Tax Reform Tosses Nonprofits $1M Quandary
The recent reform of the U.S. tax code has been lauded in many circles, but it has left some nonprofits reeling and facing potentially large excise taxes.
For tax years beginning on or after Jan. 1, tax-exempt organizations face a 21 percent excise tax on executive compensation that is above $1 million, prompting intense chatter among some nonprofits worried about hefty tax bills.
While nonprofit organizations have had to contend with the excess benefit transaction rules, there was no hard limit on how much they could pay top executives without tax consequences. By contrast, publicly held companies have long paid additional taxes (by result of the disallowance of a deduction) on certain executive pay over $1 million.
The new law imposing the 21 percent excise tax on compensation over $1 million is equal to the corporate tax rate and is owed by the employer, not the employee. Further, it applies only to the amount paid above $1 million. There is also a 21 percent excise tax on “excess parachute payments,” which generally includes amounts paid as the result of separation (e.g. severance pay) in excess of three times the executive’s five-year average pay.
The change requires that all tax-exempt organizations identify employees who meet the $1 million threshold. If an organization has many employees earning more than $1 million, the tax will only be levied on the five highest paid among them.

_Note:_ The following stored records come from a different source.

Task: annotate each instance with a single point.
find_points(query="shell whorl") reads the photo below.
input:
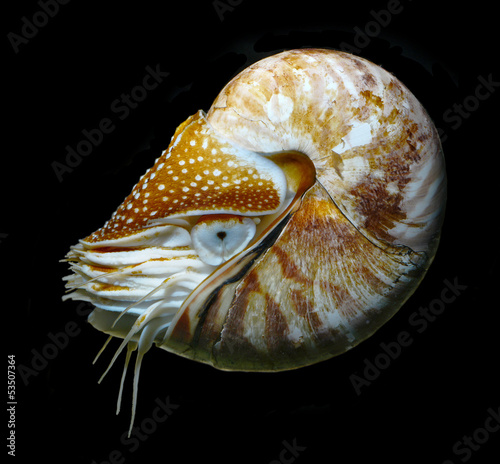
(336, 269)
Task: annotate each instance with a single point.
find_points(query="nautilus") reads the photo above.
(279, 229)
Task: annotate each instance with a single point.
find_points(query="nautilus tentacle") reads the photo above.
(279, 229)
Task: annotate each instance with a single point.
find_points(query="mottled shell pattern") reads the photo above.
(279, 229)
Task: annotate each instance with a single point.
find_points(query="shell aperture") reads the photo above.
(281, 228)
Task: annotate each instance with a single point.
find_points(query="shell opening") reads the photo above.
(217, 238)
(180, 223)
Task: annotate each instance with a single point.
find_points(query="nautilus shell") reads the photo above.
(279, 229)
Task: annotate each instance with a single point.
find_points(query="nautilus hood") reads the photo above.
(281, 228)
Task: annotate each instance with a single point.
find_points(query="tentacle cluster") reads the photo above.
(281, 228)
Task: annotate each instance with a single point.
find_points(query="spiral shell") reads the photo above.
(281, 228)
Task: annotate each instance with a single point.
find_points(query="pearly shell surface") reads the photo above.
(332, 173)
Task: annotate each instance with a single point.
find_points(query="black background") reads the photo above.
(65, 79)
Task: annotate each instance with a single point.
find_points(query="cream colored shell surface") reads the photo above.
(363, 237)
(327, 267)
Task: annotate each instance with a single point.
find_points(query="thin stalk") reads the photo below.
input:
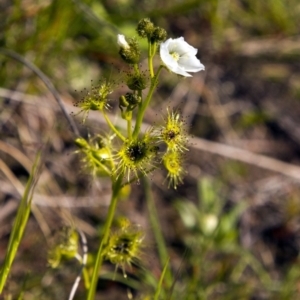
(112, 127)
(20, 221)
(161, 279)
(159, 238)
(110, 215)
(143, 106)
(129, 124)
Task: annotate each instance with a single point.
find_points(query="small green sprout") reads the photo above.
(95, 99)
(173, 132)
(124, 245)
(173, 162)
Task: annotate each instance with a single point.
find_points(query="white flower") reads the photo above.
(180, 57)
(122, 42)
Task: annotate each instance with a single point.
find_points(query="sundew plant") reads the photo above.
(127, 156)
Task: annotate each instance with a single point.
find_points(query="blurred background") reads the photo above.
(232, 228)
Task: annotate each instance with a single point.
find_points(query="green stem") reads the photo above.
(159, 238)
(20, 221)
(110, 215)
(112, 127)
(129, 128)
(143, 106)
(150, 59)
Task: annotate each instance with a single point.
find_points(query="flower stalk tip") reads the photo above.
(180, 57)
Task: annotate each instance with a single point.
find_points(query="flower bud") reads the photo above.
(122, 42)
(129, 51)
(159, 35)
(136, 82)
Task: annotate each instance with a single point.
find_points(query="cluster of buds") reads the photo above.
(125, 245)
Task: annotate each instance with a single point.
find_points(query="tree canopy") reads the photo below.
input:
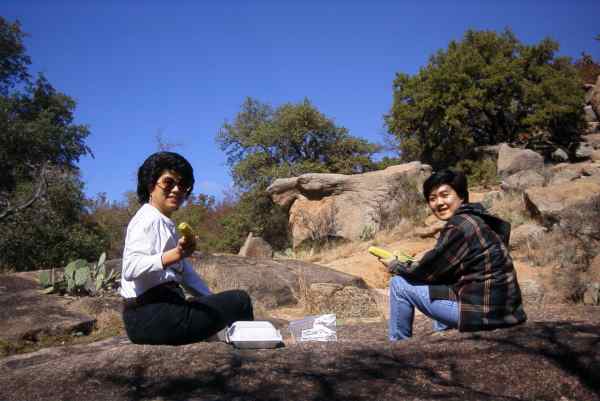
(264, 143)
(42, 208)
(486, 89)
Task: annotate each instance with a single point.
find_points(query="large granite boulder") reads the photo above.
(553, 356)
(550, 204)
(522, 180)
(512, 160)
(346, 206)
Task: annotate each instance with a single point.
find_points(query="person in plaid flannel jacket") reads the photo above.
(467, 281)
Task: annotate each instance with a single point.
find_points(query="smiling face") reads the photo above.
(443, 201)
(168, 193)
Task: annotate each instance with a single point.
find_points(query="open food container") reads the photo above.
(254, 335)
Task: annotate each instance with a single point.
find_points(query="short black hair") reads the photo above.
(456, 179)
(156, 164)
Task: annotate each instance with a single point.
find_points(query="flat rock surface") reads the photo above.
(554, 356)
(27, 314)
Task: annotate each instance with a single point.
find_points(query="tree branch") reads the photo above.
(40, 191)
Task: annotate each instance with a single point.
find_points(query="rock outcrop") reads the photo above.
(345, 206)
(345, 302)
(549, 204)
(522, 180)
(256, 247)
(512, 160)
(524, 233)
(270, 283)
(26, 314)
(554, 356)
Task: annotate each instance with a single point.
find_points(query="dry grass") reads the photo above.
(567, 261)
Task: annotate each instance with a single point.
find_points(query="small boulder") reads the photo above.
(532, 292)
(256, 247)
(583, 151)
(525, 233)
(513, 160)
(522, 180)
(589, 114)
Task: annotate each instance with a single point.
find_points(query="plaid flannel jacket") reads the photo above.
(470, 264)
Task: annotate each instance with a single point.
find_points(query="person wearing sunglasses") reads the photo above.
(467, 281)
(155, 267)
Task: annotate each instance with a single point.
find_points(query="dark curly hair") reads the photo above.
(155, 165)
(456, 179)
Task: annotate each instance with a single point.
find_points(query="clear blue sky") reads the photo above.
(137, 68)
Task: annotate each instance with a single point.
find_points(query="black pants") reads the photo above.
(163, 316)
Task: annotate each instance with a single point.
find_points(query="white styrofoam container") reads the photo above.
(254, 334)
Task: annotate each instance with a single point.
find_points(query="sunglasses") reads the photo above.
(168, 184)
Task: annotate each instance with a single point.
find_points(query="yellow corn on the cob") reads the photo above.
(186, 230)
(380, 253)
(383, 254)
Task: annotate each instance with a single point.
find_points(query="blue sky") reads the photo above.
(139, 68)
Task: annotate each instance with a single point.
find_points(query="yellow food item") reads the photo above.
(186, 230)
(383, 254)
(380, 252)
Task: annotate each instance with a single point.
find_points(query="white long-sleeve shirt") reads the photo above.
(149, 234)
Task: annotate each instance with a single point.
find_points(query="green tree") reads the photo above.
(43, 214)
(263, 143)
(486, 89)
(588, 68)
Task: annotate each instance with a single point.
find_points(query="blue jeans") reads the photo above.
(405, 296)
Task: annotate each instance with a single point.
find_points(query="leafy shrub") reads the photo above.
(404, 202)
(80, 278)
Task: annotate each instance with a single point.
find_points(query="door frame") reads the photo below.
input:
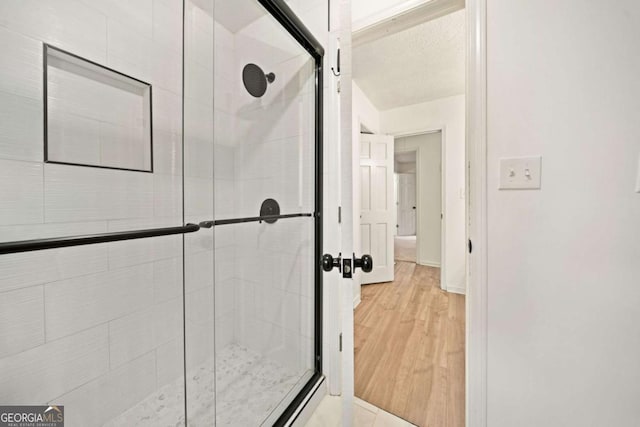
(476, 170)
(476, 328)
(443, 206)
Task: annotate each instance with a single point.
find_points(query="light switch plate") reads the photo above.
(520, 173)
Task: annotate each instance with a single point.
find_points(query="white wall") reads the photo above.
(363, 113)
(428, 195)
(98, 323)
(361, 9)
(447, 114)
(563, 273)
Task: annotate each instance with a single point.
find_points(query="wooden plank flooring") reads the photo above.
(409, 348)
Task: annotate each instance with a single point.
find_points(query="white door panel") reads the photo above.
(377, 205)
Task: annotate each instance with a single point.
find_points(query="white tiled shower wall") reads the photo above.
(264, 149)
(97, 328)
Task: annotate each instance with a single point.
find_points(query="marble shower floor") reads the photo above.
(249, 388)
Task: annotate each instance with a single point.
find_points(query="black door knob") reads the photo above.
(328, 262)
(365, 263)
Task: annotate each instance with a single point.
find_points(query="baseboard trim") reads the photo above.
(457, 290)
(430, 263)
(308, 407)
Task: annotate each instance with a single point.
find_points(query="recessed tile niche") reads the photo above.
(95, 116)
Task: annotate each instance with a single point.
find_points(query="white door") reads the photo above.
(377, 205)
(406, 204)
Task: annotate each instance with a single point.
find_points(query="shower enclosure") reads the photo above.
(160, 201)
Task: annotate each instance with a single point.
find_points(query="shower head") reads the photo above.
(255, 80)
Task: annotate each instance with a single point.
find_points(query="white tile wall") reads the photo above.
(169, 361)
(75, 304)
(111, 394)
(98, 327)
(21, 320)
(75, 193)
(20, 192)
(20, 65)
(67, 24)
(17, 270)
(45, 372)
(21, 134)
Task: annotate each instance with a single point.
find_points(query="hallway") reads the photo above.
(404, 248)
(409, 348)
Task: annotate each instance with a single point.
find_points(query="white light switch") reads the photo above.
(520, 173)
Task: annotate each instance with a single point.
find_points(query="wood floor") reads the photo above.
(409, 348)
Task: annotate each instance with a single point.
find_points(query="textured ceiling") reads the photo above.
(237, 14)
(405, 157)
(420, 64)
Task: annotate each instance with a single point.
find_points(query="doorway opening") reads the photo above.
(410, 328)
(404, 172)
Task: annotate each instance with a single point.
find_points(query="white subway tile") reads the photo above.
(225, 127)
(170, 361)
(224, 330)
(75, 304)
(45, 372)
(110, 395)
(225, 263)
(140, 251)
(225, 291)
(199, 84)
(198, 194)
(198, 158)
(225, 196)
(20, 192)
(167, 24)
(125, 147)
(167, 321)
(166, 70)
(167, 111)
(130, 336)
(224, 162)
(199, 343)
(136, 15)
(198, 123)
(72, 138)
(199, 269)
(74, 193)
(225, 237)
(167, 279)
(20, 65)
(17, 270)
(21, 320)
(167, 153)
(67, 24)
(199, 305)
(167, 195)
(21, 133)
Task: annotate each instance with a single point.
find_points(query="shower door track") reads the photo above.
(294, 26)
(266, 218)
(89, 239)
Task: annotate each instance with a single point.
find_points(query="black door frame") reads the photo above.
(294, 26)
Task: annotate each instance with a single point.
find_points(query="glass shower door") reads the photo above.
(266, 227)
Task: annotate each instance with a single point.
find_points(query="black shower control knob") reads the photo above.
(365, 263)
(328, 262)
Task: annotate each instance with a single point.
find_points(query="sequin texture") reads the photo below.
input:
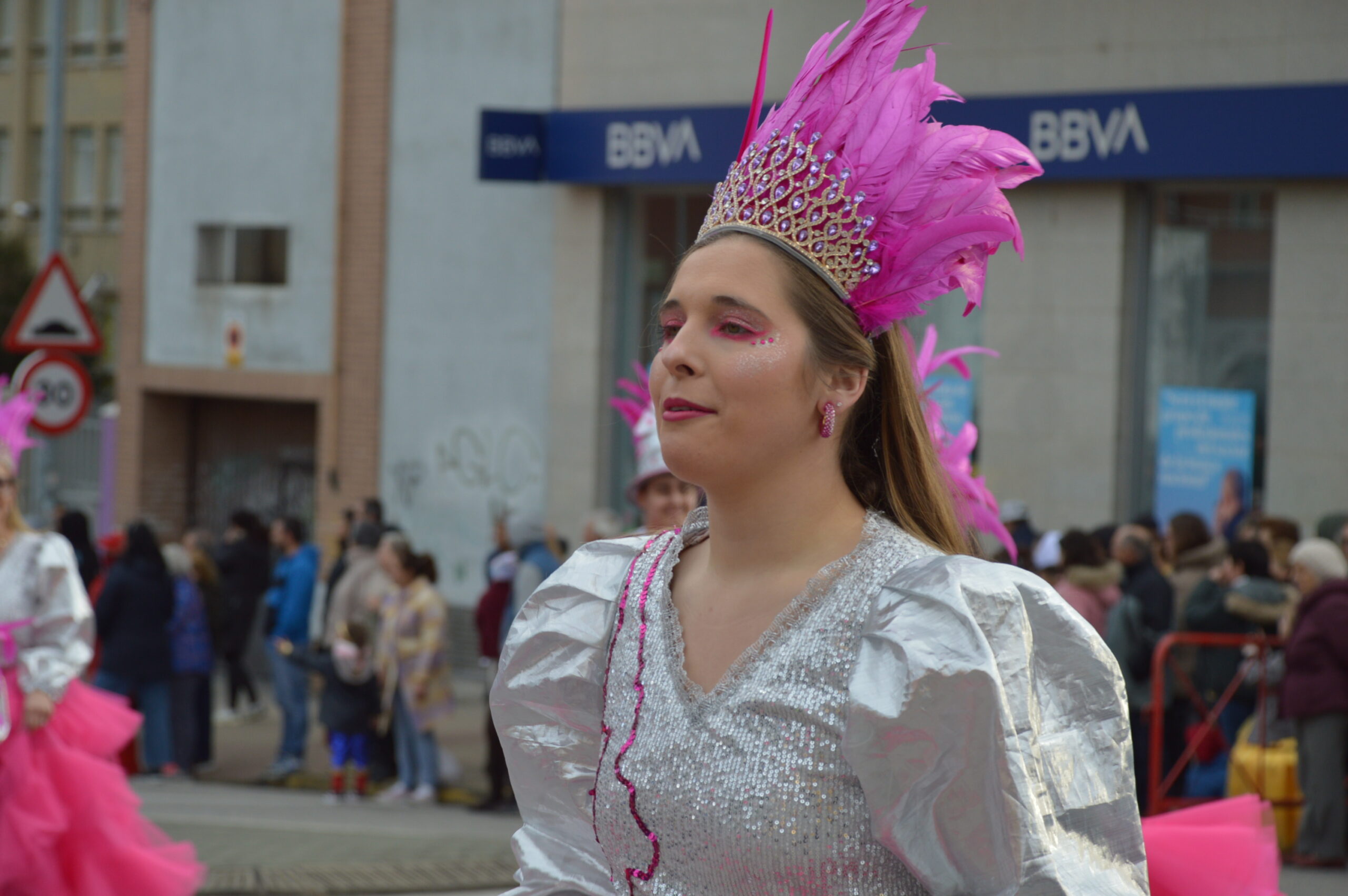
(746, 789)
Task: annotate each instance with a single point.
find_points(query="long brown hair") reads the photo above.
(887, 457)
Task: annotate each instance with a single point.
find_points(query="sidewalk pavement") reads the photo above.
(265, 840)
(259, 840)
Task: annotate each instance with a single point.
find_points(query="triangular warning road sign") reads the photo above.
(53, 316)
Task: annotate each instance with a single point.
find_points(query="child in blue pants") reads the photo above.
(350, 705)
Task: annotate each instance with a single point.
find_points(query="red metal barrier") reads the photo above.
(1159, 783)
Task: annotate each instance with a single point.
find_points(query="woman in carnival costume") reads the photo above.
(69, 822)
(812, 688)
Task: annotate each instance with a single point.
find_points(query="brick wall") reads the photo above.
(351, 432)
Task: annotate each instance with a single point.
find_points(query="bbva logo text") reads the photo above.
(1071, 134)
(639, 145)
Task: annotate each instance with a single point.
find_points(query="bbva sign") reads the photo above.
(641, 145)
(1069, 135)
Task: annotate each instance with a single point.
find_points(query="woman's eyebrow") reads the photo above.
(730, 301)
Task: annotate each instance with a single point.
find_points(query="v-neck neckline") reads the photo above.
(789, 618)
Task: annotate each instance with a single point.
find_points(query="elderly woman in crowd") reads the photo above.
(413, 665)
(1315, 694)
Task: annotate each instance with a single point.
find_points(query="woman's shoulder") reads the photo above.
(959, 588)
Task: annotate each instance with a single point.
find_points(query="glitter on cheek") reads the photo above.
(762, 356)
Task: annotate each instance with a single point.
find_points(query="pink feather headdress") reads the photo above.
(638, 411)
(974, 500)
(15, 415)
(854, 177)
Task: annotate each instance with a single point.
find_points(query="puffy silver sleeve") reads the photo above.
(60, 643)
(548, 708)
(990, 733)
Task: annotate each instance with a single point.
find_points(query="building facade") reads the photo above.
(329, 293)
(93, 142)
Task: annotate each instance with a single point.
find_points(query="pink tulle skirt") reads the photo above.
(1228, 848)
(69, 822)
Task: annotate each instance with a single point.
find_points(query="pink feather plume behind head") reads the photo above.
(974, 500)
(936, 192)
(15, 415)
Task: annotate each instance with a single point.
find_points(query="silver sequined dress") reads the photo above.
(45, 611)
(911, 724)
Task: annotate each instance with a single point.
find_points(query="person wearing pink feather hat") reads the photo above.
(812, 686)
(69, 822)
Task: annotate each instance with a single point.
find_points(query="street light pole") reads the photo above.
(54, 130)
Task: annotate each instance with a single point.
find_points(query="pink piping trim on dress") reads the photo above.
(637, 714)
(608, 668)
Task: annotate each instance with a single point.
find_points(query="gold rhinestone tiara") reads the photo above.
(784, 193)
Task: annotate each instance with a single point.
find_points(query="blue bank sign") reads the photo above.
(1108, 136)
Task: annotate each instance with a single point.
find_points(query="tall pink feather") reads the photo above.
(974, 500)
(757, 107)
(15, 415)
(936, 192)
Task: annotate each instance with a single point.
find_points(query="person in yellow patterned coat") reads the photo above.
(413, 665)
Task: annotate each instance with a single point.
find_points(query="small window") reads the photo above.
(6, 182)
(246, 256)
(116, 27)
(7, 22)
(261, 255)
(38, 29)
(112, 176)
(211, 254)
(84, 29)
(80, 196)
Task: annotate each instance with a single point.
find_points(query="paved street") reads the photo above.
(285, 841)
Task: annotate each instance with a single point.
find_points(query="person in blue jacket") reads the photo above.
(288, 620)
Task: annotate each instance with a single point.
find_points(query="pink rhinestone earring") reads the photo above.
(829, 420)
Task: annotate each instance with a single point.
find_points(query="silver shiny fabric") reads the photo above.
(911, 724)
(39, 581)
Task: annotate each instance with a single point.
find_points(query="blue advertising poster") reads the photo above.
(1205, 451)
(955, 395)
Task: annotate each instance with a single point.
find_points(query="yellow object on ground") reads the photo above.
(1272, 772)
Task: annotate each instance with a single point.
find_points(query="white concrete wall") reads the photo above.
(1049, 413)
(660, 52)
(470, 285)
(243, 131)
(1308, 368)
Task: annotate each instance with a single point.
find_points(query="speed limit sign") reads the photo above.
(63, 386)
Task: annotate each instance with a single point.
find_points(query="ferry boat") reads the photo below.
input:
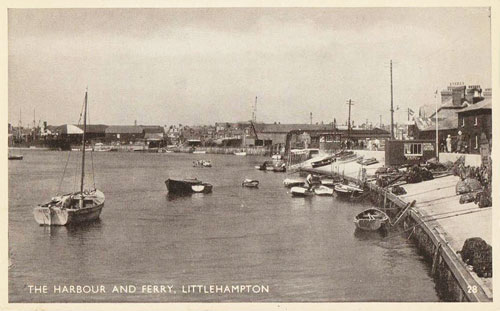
(371, 219)
(347, 191)
(250, 183)
(187, 186)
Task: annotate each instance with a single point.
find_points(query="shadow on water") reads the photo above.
(173, 196)
(74, 230)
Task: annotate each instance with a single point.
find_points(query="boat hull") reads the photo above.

Workers likely to be impacted include top executives running hospital systems, nonprofit insurance companies, large charities and foundations, university presidents and executives running political organizations. The change will hit colleges with high-paid athletic coaches especially hard. For example, the $7 million annual pay for Duke University basketball coach Mike Krzyzewski would incur an excise tax bill of $1.26 million (21 percent of $6 million). Likewise, the $11 million paycheck for University of Alabama football coach Nick Saban would cost the school an extra $2.1 million each year (21 percent of $10 million).
The law exempts compensation for medical services, including pay to licensed medical professionals, such as veterinarians, doctors and nurses. So, a nonprofit hospital system with several surgeons earning more than $1 million will not need to pay excise tax on those earnings.
The excise tax change has left chief financial officers at affected organizations seeking creative approaches to mitigate the impact. There are two principal actions that organizations should consider in an effort to avoid paying the excise tax:
1. Restructuring bonus payout terms. For executives with pay hovering near the $1 million level—perhaps rising above it some years and below for others as a result of performance-based payments—employers can look at the structure of remuneration to gauge if modifications could minimize the tax impact. For example, a coach with a base pay of $500,000, who leads a team to the playoffs on average every two years and has a $1 million bonus for doing so, would trigger the excise tax on years when the team performs well.
However, weighting that bonus schedule to reflect performance goals over several years could change the coach’s pay to $1 million every year, avoiding the tax liability entirely. The goal is to structure pay so that by weighting performance goals over several years, pay remains relatively steady, avoiding fluctuating above the $1 million threshold. The same approach could be used for any executive with performance targets that can result in large swings in bonus size.
2. Defer compensation. Proposed regulations under section 457(f) of the tax code, excludes taxing compensation that is subject to “substantial risk of forfeiture.” That opens up the possibility to using deferred compensation to prolong the risk of forfeiture and postpone the tax liability. A nonprofit entity and the affected executive could, for example, contractually agree to extend the vesting period of a yet-to-be-earned bonus, pushing the tax liability into future years.
Organizations can also use non-compete agreements for former employees to extend their risk of forfeiture for up to five years. Another option is putting off vesting until after retirement. So, an executive earning $1.1 million could have $100,000 of that amount placed into a deferred compensation plan, dated to vest one year after retirement. Then, in the first year of retirement, assuming that the deferred compensation doesn’t exceed $1 million, the executive would collect that amount, avoiding the excise tax liability.
Organizations can also look to make some smaller changes that can help. If employers are not maxing out their retirement plan contributions, they can do so to put some compensation there. However, contributions generally max out at $55,000, so that change won’t make a significant difference.
Nonprofits could also add non-taxable fringe benefits, such as retiree medical coverage, although that may end up costing more than reducing excise taxes because increased benefits would also apply to others.
Additionally, employers with severance or other agreements that put them at risk of a tax on excess parachute payments can look for ways to build up an employee’s compensation while employed to mitigate the excise tax impact.
With the new tax laws having just passed, it will remain unclear exactly how all this will play out until the IRS writes new regulations to codify the latest tax regime. Those regulations may even result in the agency nixing its proposed section 457(f) regulation, making it harder to avoid taxes using the substantial risk of forfeiture approaches outlined above.